If you are going to use the container or build repeatedly please set the SINGULARITY_CACHEDIR variable in your bashrc to a path that is not in your user area. This will ensure that the build does not fail due to the user quota limits. The libra project relies on kokkos which has device specific compile directives. So the hardware on which you are going to utilize the container will define the flag in the makefile. The default flag is for the new generation of ampere GPUs like the A4000 and so is set to kokkos_ARCH_AMPERE86. Alter it according to the compute archiecture of your GPU. Here is a table for easy reference.
min CUDA Version | kokkos FLAG | GPU Model |
---|---|---|
11.1 | kokkos_ARCH_AMPERE86 | A4000, A5000, A6000, RTX30X0 |
11.1 | kokkos_ARCH_AMPERE80 | A100 |
10.0 | kokkos_ARCH_TURING75 | RTX20X0, QUADRO 4000 - QUADRO 8000 |
9.0 | kokkos_ARCH_VOLTA70 | V100 |
8.0 | kokkos_ARCH_PASCAL61 | GTX10X0 |
8.0 | kokkos_ARCH_PASCAL60 | P100 |
In order to build the LibRA container for development so you can make all your edits before shipping out for testing we prefer the --sandbox
method. In order to build a sandbox
which is essentially a linux container as a local folder, you can run the following.
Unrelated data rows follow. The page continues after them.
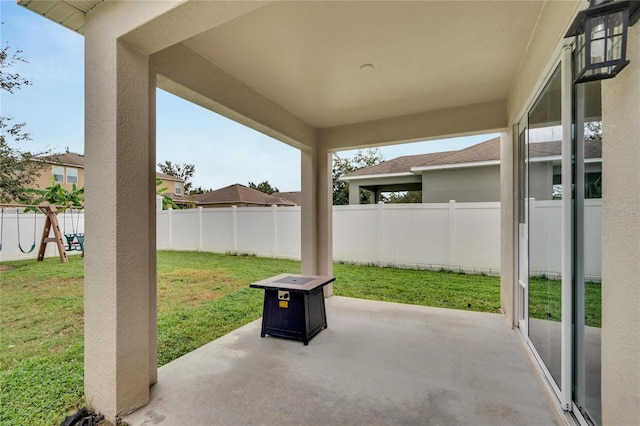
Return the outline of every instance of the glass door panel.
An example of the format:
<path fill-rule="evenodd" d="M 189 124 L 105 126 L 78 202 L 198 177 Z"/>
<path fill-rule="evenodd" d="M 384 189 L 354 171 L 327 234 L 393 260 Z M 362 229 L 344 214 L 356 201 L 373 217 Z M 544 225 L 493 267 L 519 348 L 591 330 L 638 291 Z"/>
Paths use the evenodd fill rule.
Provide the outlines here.
<path fill-rule="evenodd" d="M 518 124 L 516 152 L 518 164 L 518 327 L 529 334 L 529 225 L 527 208 L 527 120 Z"/>
<path fill-rule="evenodd" d="M 562 91 L 560 68 L 528 114 L 529 340 L 560 389 Z M 571 165 L 568 165 L 571 167 Z M 571 196 L 571 194 L 568 194 Z"/>
<path fill-rule="evenodd" d="M 574 403 L 602 424 L 600 401 L 602 118 L 600 83 L 576 87 L 574 193 Z"/>

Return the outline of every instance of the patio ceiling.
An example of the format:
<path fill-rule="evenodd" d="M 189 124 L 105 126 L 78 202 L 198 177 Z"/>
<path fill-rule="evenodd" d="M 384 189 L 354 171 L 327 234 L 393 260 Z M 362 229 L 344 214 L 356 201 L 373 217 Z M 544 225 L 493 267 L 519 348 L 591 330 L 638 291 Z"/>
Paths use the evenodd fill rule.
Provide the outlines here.
<path fill-rule="evenodd" d="M 506 99 L 543 6 L 276 3 L 184 44 L 325 128 Z"/>
<path fill-rule="evenodd" d="M 115 2 L 91 3 L 85 19 Z M 503 130 L 523 69 L 539 75 L 580 4 L 175 1 L 121 39 L 165 53 L 159 87 L 336 150 Z"/>

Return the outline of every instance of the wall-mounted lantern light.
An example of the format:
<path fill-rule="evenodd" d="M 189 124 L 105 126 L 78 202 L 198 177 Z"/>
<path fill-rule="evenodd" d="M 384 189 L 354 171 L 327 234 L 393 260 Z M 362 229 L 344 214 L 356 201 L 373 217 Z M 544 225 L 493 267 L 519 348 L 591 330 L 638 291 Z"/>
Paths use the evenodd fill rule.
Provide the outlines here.
<path fill-rule="evenodd" d="M 640 1 L 590 0 L 565 37 L 576 38 L 574 83 L 615 77 L 628 63 L 627 28 L 640 18 Z"/>

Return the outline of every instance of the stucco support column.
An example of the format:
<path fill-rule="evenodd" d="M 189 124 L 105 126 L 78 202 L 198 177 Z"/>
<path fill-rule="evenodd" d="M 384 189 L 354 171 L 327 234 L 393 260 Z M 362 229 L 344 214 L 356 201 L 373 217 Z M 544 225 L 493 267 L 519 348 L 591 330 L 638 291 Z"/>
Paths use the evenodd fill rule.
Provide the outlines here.
<path fill-rule="evenodd" d="M 640 23 L 602 82 L 602 419 L 640 424 Z"/>
<path fill-rule="evenodd" d="M 369 196 L 369 204 L 378 204 L 378 197 L 380 196 L 378 188 L 376 187 L 376 189 L 369 192 L 371 193 L 371 195 Z"/>
<path fill-rule="evenodd" d="M 349 182 L 349 205 L 360 204 L 360 185 L 354 181 Z"/>
<path fill-rule="evenodd" d="M 156 381 L 155 80 L 105 25 L 85 29 L 85 396 L 113 420 Z"/>
<path fill-rule="evenodd" d="M 513 327 L 515 318 L 515 286 L 518 233 L 516 191 L 517 178 L 514 163 L 513 134 L 500 134 L 500 306 Z"/>
<path fill-rule="evenodd" d="M 301 160 L 302 273 L 333 275 L 332 154 L 321 148 L 303 150 Z M 332 284 L 324 294 L 333 295 Z"/>

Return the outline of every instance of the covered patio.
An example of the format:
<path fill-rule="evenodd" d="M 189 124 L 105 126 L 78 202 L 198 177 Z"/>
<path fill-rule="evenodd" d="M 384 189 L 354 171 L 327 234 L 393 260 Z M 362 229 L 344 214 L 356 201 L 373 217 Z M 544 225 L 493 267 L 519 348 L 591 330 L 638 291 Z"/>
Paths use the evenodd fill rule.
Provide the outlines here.
<path fill-rule="evenodd" d="M 262 390 L 262 393 L 251 394 L 251 402 L 261 401 L 258 406 L 262 404 L 265 408 L 271 405 L 265 395 L 271 396 L 274 392 L 267 383 L 261 382 L 263 377 L 268 377 L 263 376 L 263 370 L 284 370 L 278 356 L 279 353 L 285 356 L 278 352 L 283 350 L 281 347 L 287 348 L 287 357 L 296 360 L 293 365 L 300 374 L 310 374 L 306 360 L 317 357 L 323 366 L 317 375 L 301 381 L 283 376 L 286 380 L 278 383 L 285 387 L 293 383 L 297 393 L 287 391 L 290 398 L 317 393 L 317 399 L 332 402 L 325 406 L 330 413 L 324 415 L 344 416 L 340 419 L 345 423 L 351 422 L 347 417 L 350 411 L 339 403 L 339 397 L 347 393 L 345 386 L 357 383 L 351 380 L 342 383 L 338 378 L 345 377 L 350 370 L 349 364 L 342 362 L 353 355 L 352 349 L 358 349 L 353 346 L 354 342 L 361 345 L 358 352 L 363 356 L 380 354 L 380 359 L 371 359 L 369 368 L 398 380 L 406 379 L 407 389 L 418 389 L 412 398 L 398 384 L 390 385 L 398 390 L 389 394 L 377 391 L 375 386 L 367 390 L 352 388 L 356 391 L 352 398 L 361 392 L 370 396 L 371 401 L 380 400 L 368 405 L 370 418 L 375 416 L 381 422 L 386 421 L 376 411 L 384 403 L 387 404 L 385 414 L 389 411 L 398 416 L 389 423 L 408 419 L 402 416 L 412 411 L 420 413 L 422 421 L 433 415 L 433 423 L 449 423 L 447 420 L 465 423 L 471 418 L 467 417 L 470 413 L 485 413 L 488 423 L 492 423 L 491 419 L 503 418 L 500 416 L 507 416 L 503 421 L 506 424 L 520 423 L 520 420 L 525 424 L 544 423 L 536 420 L 533 412 L 537 409 L 527 411 L 530 400 L 512 399 L 538 392 L 534 384 L 507 388 L 512 391 L 500 395 L 491 394 L 493 405 L 483 405 L 483 398 L 487 396 L 487 388 L 483 386 L 497 391 L 503 385 L 499 380 L 505 377 L 511 377 L 511 384 L 518 385 L 519 374 L 535 382 L 533 370 L 524 360 L 511 331 L 517 327 L 525 340 L 530 337 L 529 224 L 525 207 L 528 197 L 525 158 L 528 157 L 524 153 L 528 149 L 527 135 L 532 134 L 536 126 L 559 128 L 562 158 L 558 161 L 562 160 L 563 167 L 558 176 L 566 186 L 566 196 L 562 199 L 562 217 L 554 222 L 556 228 L 540 229 L 557 235 L 556 246 L 562 248 L 561 255 L 552 259 L 562 268 L 560 346 L 554 348 L 562 365 L 561 377 L 553 378 L 548 371 L 545 377 L 547 389 L 557 397 L 555 406 L 573 412 L 586 424 L 583 415 L 589 417 L 585 411 L 588 399 L 585 400 L 583 391 L 588 382 L 576 383 L 573 374 L 584 371 L 581 359 L 584 348 L 574 345 L 572 335 L 572 321 L 584 320 L 584 315 L 580 315 L 578 309 L 574 312 L 573 307 L 583 306 L 584 301 L 579 300 L 583 294 L 574 291 L 571 281 L 576 271 L 580 272 L 582 259 L 579 251 L 572 251 L 581 246 L 572 234 L 572 230 L 579 230 L 574 226 L 579 220 L 574 220 L 574 200 L 569 194 L 571 185 L 579 182 L 573 175 L 572 161 L 580 166 L 584 163 L 584 159 L 579 159 L 580 153 L 574 152 L 574 142 L 579 146 L 584 139 L 581 135 L 584 126 L 580 126 L 584 124 L 580 121 L 584 114 L 580 117 L 574 112 L 580 102 L 584 104 L 588 91 L 574 84 L 576 42 L 566 34 L 578 12 L 588 7 L 588 2 L 18 0 L 18 3 L 81 32 L 85 38 L 84 378 L 86 399 L 97 411 L 113 420 L 135 410 L 141 410 L 142 415 L 151 410 L 150 407 L 159 410 L 160 405 L 156 404 L 163 404 L 160 400 L 167 398 L 164 392 L 175 393 L 169 387 L 179 374 L 172 374 L 171 370 L 189 368 L 189 358 L 165 367 L 160 375 L 157 368 L 155 101 L 156 90 L 161 88 L 300 150 L 300 163 L 294 167 L 299 167 L 301 174 L 301 271 L 290 272 L 305 275 L 333 275 L 331 166 L 334 152 L 500 133 L 500 268 L 504 318 L 474 316 L 480 324 L 495 323 L 478 329 L 474 328 L 474 321 L 456 317 L 466 318 L 466 314 L 448 312 L 442 319 L 447 327 L 441 329 L 440 334 L 429 334 L 435 333 L 428 327 L 431 317 L 409 320 L 402 311 L 393 321 L 390 319 L 384 324 L 389 328 L 381 333 L 377 330 L 383 330 L 379 320 L 383 314 L 340 320 L 337 305 L 341 301 L 336 299 L 330 302 L 336 305 L 330 328 L 321 333 L 306 352 L 290 342 L 242 337 L 244 329 L 203 349 L 212 350 L 211 356 L 215 357 L 211 360 L 212 366 L 203 369 L 220 371 L 216 374 L 221 378 L 227 374 L 222 371 L 225 368 L 243 366 L 252 371 L 244 364 L 247 359 L 263 362 L 253 370 L 255 374 L 248 376 L 242 372 L 231 389 L 238 397 L 250 389 Z M 611 28 L 621 26 L 615 22 Z M 602 37 L 600 42 L 606 45 Z M 619 34 L 615 38 L 624 39 Z M 601 411 L 599 423 L 612 425 L 640 422 L 640 358 L 637 356 L 640 353 L 637 326 L 640 323 L 640 185 L 633 184 L 640 182 L 640 25 L 630 27 L 624 41 L 628 45 L 629 64 L 616 78 L 603 81 L 601 86 L 598 82 L 597 87 L 601 92 L 598 119 L 602 122 L 605 143 L 602 149 L 602 367 L 597 371 L 602 377 L 602 397 L 595 411 Z M 612 43 L 608 42 L 607 55 L 614 50 Z M 597 50 L 602 49 L 594 47 L 592 53 Z M 540 108 L 544 112 L 542 116 L 533 114 L 535 106 L 544 106 Z M 575 186 L 580 187 L 580 183 Z M 331 294 L 331 286 L 325 287 L 325 295 Z M 413 312 L 414 308 L 406 309 Z M 452 317 L 447 319 L 448 315 Z M 358 325 L 362 318 L 371 321 Z M 349 322 L 353 328 L 340 327 L 341 321 Z M 340 334 L 353 333 L 358 326 L 371 337 L 361 341 L 356 339 L 358 334 L 351 339 Z M 250 327 L 255 325 L 248 329 Z M 583 329 L 577 327 L 578 332 Z M 405 335 L 407 339 L 398 341 L 404 333 L 409 333 Z M 413 338 L 409 337 L 411 333 L 416 333 Z M 444 347 L 449 348 L 448 356 L 439 352 L 442 345 L 431 342 L 441 343 L 446 341 L 444 336 L 448 339 L 458 333 L 467 339 L 447 341 Z M 384 339 L 374 339 L 374 336 L 384 336 Z M 233 340 L 238 345 L 247 345 L 246 349 L 240 347 L 234 352 Z M 500 351 L 471 356 L 484 347 L 482 342 L 494 340 L 500 345 Z M 469 341 L 482 345 L 470 346 Z M 374 342 L 377 346 L 367 346 Z M 225 347 L 228 350 L 221 349 Z M 264 354 L 263 347 L 272 349 L 270 355 Z M 332 354 L 344 354 L 344 357 L 320 356 L 330 348 Z M 529 344 L 528 348 L 535 355 L 543 346 Z M 393 352 L 382 357 L 382 349 Z M 246 355 L 242 355 L 245 352 Z M 193 355 L 195 361 L 201 353 Z M 424 358 L 424 354 L 432 358 Z M 493 362 L 505 358 L 505 354 L 512 354 L 506 358 L 515 362 L 510 372 L 492 371 L 494 365 L 500 367 L 500 363 Z M 237 359 L 229 362 L 229 357 L 236 355 Z M 182 363 L 185 367 L 181 367 Z M 544 363 L 544 359 L 538 359 L 543 370 Z M 394 368 L 385 370 L 385 366 Z M 415 370 L 401 369 L 405 367 Z M 341 374 L 333 375 L 341 369 Z M 467 374 L 462 374 L 463 371 Z M 495 374 L 489 377 L 486 372 Z M 187 377 L 200 380 L 195 373 Z M 373 377 L 387 379 L 387 376 L 366 374 L 360 379 Z M 460 384 L 465 380 L 467 385 L 476 386 L 477 393 L 473 395 L 477 395 L 477 400 L 466 395 L 467 389 Z M 240 408 L 229 399 L 229 393 L 218 393 L 216 389 L 223 387 L 216 388 L 215 380 L 212 382 L 207 384 L 213 386 L 209 389 L 215 392 L 209 394 L 212 399 L 208 407 L 217 410 L 212 414 L 216 416 L 212 422 L 223 423 L 224 416 L 237 415 Z M 197 388 L 179 382 L 175 385 Z M 200 397 L 189 395 L 186 399 Z M 543 401 L 540 394 L 536 398 Z M 276 403 L 282 404 L 281 401 Z M 452 407 L 452 401 L 458 401 L 460 407 Z M 359 403 L 364 402 L 350 402 L 353 407 Z M 275 412 L 265 414 L 267 410 L 250 413 L 252 406 L 242 407 L 242 412 L 256 416 L 252 417 L 256 421 L 257 416 L 266 415 L 274 416 L 272 420 L 277 418 L 277 423 L 295 417 L 293 414 L 278 417 Z M 511 415 L 516 416 L 516 420 L 511 421 L 508 418 Z M 600 414 L 594 418 L 600 418 Z M 311 421 L 311 417 L 307 419 Z M 156 420 L 161 421 L 160 417 Z M 234 418 L 229 417 L 229 421 L 232 420 Z"/>
<path fill-rule="evenodd" d="M 309 346 L 260 320 L 158 370 L 137 425 L 554 425 L 516 332 L 483 314 L 333 296 Z M 558 417 L 561 416 L 561 417 Z"/>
singularity build --sandbox --fakeroot --fix-perms my_container_folder libra-cuda-12.2.0-devel-rockylinux8_readonly.def
The --fakeroot
flag allows you root access within the container which we need to install the dependencies for development. The --fix-perms
will allow you for you to remove the directory structure without needing higher privileges (sudo/su). T
The application can be used as an app or via the commandline. In order to access the application via commandline you can launch a shell
inside the container as follows. This allows you to edit code and build the application once again should you need it
singularity shell --writable --fakeroot my_container_folder.
The --fakeroot
is only needed if you want to add addtional packages you might need (such as an editor of choice). This will alter your prompt and should look like
Singularity>
Within this shell you should be able to launch the applications such as roadrunner
with the command, however to bind the system nvidia runtime libraries you need to start a singularity shell as follows
singularity shell --nv my_container_folder
Singularity> /libra/apps/src/roadrunner
This should result in a commandline interface to the roadrunner
application. By default the path from which you launched the container would be bound inside the container. If you want to bind additional paths to run code you can do it as follows
singularity shell --nv --bind host_path:container_mount_point my_container_folder
A point of note is that multiple --bind commands can be utilized to bing multiple host paths inside the container.
The version of cuda and the corresponding versions of drivers needed to run the conainers is available here. We have tested and support cuda toolkit verions 11.1 and beyond where the nvidia graphics driver version is >=450.80.02. There toolkit version is specified on the name of each .def file in the repo. Please choose the one appropriate for your graphics card.